Report

What’s In the Approved FY 2021 Budget for the Safety Net?

  • Allocates $14 million in cash assistance for excluded workers (includes $5 million in off-budget funds).
  • Cancels scheduled cost of living adjustment to TANF and IDA benefits.
  • Adds $10 million to cash assistance; $5.2 million of this funding comes from the elimination of small programs.
  • Keeps IDA budget flat at $3.3 million.
  • Adds $7.4 million so that Alliance recipients can complete the required 6-month recertification by phone rather than in person.
  • Adds $6.3 million to the Alliance budget to cover anticipated increases in caseload and costs.
  • Adds $75,000 to the Department of Health budget to implement outreach strategies for the Women, Infant, and Children program.
  • Moves $250,000 of the Produce Rx budget to the Department of Health Care Finance so that the program can leverage federal Medicaid funding.
  • Cuts $4 million from community-based behavioral health services for low-income residents.

Due to the economic crisis, lawmakers revised the fiscal year (FY) 2020 budget to address a mid-year shortfall and provide immediate relief to residents and businesses. They approved an FY 2020 supplemental budget at the same time that they passed the FY 2021 budget and made many decisions with both budgets in mind. This FY 2021 budget toolkit reflects some of the FY 2020 budget revisions.

During recessions people turn to safety net programs—such as food and cash assistance—to make ends meet. The COVID-19 pandemic has led to a sharp increase in joblessness, higher than at any point in the Great Recession.[1]

The uneven harm of the pandemic, particularly on DC’s Black, Latinx, and immigrant communities, throw the inadequacy and inequality of our safety net into sharp relief. Systems designed to provide temporary help to struggling people are proving insufficient in this recession, as long-term job uncertainty persists.

Emerging data shows a sharp increase in hardship. Over 30 percent of children in DC are living in a household that is behind on rent/mortgage or didn’t get enough to eat due to the pandemic, according to a recent report by the Center on Budget and Policy Priorities. This figure jumps to 50 percent when looking only at children renter household.[2]

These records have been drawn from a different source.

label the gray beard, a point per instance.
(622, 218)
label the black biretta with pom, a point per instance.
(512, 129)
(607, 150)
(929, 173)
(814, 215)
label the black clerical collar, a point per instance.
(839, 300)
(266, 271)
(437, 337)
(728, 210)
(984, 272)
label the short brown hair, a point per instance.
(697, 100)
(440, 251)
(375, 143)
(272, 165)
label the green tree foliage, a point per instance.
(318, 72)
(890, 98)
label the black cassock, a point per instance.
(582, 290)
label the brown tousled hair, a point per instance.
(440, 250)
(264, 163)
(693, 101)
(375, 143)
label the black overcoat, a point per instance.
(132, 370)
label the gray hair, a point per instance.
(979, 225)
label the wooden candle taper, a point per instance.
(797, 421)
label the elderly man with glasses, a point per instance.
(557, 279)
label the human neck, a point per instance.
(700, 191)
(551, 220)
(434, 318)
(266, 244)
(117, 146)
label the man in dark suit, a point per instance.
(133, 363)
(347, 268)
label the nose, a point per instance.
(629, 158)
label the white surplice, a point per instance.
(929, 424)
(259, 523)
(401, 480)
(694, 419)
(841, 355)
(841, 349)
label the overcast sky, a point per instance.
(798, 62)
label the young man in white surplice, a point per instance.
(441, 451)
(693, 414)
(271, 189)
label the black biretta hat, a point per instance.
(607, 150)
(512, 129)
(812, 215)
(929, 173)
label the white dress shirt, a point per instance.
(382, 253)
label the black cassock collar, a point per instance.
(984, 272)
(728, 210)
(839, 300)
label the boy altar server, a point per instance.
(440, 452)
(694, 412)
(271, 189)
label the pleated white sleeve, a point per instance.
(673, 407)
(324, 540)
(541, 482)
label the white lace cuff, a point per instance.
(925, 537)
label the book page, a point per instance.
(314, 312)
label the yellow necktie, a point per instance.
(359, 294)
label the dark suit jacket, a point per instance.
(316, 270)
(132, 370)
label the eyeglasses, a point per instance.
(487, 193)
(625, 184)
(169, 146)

The fiscal year (FY) 2021 budget addresses some, but not all, of these needs.

New Cash Assistance Program for Excluded Workers

The COVID-19 public health pandemic has caused an economic crisis and unprecedented challenges for the District. As we collectively face these challenges, it has become clear how interconnected we all are and how much the well-being of the District depends on the health and economic well-being of each one of us.

Unfortunately, federal lawmakers excluded certain residents—including those who are undocumented or otherwise in the informal cash economy—from federal relief efforts that provide vital income assistance to help with bills and basic needs. These excluded workers are essential.  Policymakers approved $9 million dollars in the FY 2020 supplemental budget to provide cash assistance to help ensure that all DC residents—regardless of their profession or immigration status—can better make ends meet during this crisis.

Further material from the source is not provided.